Diversity in the Workplace: Overcoming the Analysis Paralysis
Corporate diversity is always a hot topic, regardless of industry. As I recently discussed on M&M Global, the creative world took its turn in the hot seat at the annual Cannes Lions conference earlier this summer.
A major theme of the event, creatives are well aware of the benefit of a diverse workforce. Diversity is good for creativity, staying in touch with audiences, pushing the boundaries, critical thinking and creating competitive advantage. In fact, a seminal McKinsey Diversity Matters report, proved that a gender-diverse company is likely to be 15 percent more profitable and diverse teams can boost profits by 35 percent.
So if companies – creative or otherwise – understand the value, why the delay in instigating meaningful change? Why do organizations struggle to change and why, in 2017, do we still see industries dominated by a lack of diversity?
There are multiple, complex priorities to address, and often executives don’t know where to start when it comes to putting a diversity strategy in place. Should the focus be on gender balance, or ethnic diversity? What about age diversity or socio-economic diversity? What types of diversity should be represented? Companies understandably become paralysed and locked into analysis, rather than concrete action.
When companies experience this analysis-paralysis, the only place to start is by breaking down the plan into its manageable parts. A diversity program is no different. In fact, it’s even more important with a diversity program that the strategy is transparent to all employees, and in line with the company’s overall strategy, because this promotes a feeling of inclusivity and embeds this ethos into culture.
When planning your diversity approach, consider these questions for success:
What are the objectives of your diversity program?
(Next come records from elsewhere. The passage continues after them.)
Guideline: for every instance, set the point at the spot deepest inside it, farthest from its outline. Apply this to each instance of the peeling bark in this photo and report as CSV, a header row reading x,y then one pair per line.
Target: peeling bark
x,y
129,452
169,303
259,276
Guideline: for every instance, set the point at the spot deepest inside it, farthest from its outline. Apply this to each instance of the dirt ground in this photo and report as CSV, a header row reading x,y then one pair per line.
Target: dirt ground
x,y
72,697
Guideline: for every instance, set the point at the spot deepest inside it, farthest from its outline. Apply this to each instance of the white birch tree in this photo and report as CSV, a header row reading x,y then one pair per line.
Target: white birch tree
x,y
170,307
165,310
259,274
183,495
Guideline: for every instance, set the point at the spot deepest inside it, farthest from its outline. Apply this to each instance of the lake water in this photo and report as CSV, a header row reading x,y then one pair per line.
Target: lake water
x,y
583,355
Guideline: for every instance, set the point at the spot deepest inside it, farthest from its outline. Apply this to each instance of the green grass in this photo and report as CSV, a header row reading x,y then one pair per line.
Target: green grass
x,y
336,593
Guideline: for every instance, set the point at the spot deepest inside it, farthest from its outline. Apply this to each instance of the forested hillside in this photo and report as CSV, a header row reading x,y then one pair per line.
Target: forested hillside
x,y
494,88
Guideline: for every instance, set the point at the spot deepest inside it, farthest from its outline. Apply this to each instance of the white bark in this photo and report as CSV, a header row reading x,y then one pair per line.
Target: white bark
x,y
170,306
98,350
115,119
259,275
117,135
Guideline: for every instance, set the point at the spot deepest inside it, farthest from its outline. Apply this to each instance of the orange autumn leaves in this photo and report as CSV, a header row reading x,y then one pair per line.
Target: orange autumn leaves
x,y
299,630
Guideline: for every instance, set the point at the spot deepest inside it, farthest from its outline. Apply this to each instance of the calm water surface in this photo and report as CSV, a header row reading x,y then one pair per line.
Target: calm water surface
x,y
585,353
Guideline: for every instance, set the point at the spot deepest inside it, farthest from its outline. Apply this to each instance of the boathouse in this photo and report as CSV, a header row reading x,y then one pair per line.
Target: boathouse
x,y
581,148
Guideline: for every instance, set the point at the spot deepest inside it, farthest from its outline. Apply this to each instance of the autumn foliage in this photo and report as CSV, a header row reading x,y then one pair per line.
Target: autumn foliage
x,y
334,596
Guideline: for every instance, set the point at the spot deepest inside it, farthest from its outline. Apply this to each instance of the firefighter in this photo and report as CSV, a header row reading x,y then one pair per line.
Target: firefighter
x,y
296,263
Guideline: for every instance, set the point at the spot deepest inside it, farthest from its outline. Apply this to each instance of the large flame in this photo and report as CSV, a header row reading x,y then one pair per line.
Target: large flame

It could be to raise the bar on the standard of work produced, to improve team collaboration or to create a more inclusive workplace culture to attract and retain the best talent. Articulating a clear aim will mean you are more likely to be successful and engage employees.
How does your diversity strategy fit with your overall strategy?
Your diversity strategy should be reflected in all aspects of your overall business approach, starting with your recruitment process.
Which aspect of diversity is your top priority?
Organizations must decide whether to give total focus to one area at a time or have a broader focus with multiple internal campaigns running alongside each other. The key is to be clear about the plan to demonstrate leadership and assuage naysayers.
What goals are you going to set to achieve your objectives in your chosen area(s)?
For each goal, decide how you are going to measure progress as you go, ideally setting timeframes, quantitative targets and benchmarks that everyone can see. This not only gives your strategy a structure but it empowers employees to take action as well, and be inspired by their colleagues.
What processes are you going to put in place to achieve these goals?
If your objective is to eliminate unconscious bias from your recruitment process, for example, you need to be clear about how you are going to achieve this – whether from blind CVs or ensuring interviewees undergo unconscious bias training. The more tangible tools you can include in your plan, the more likely you are to succeed and inspire action in others.
How are you going to communicate your progress to all employees?
Celebrating progress in an open environment will motivate employees. As well as traditional tools like internal newsletters and posters, consider online platforms where everyone can contribute their comments and suggestions, as well as record their successes.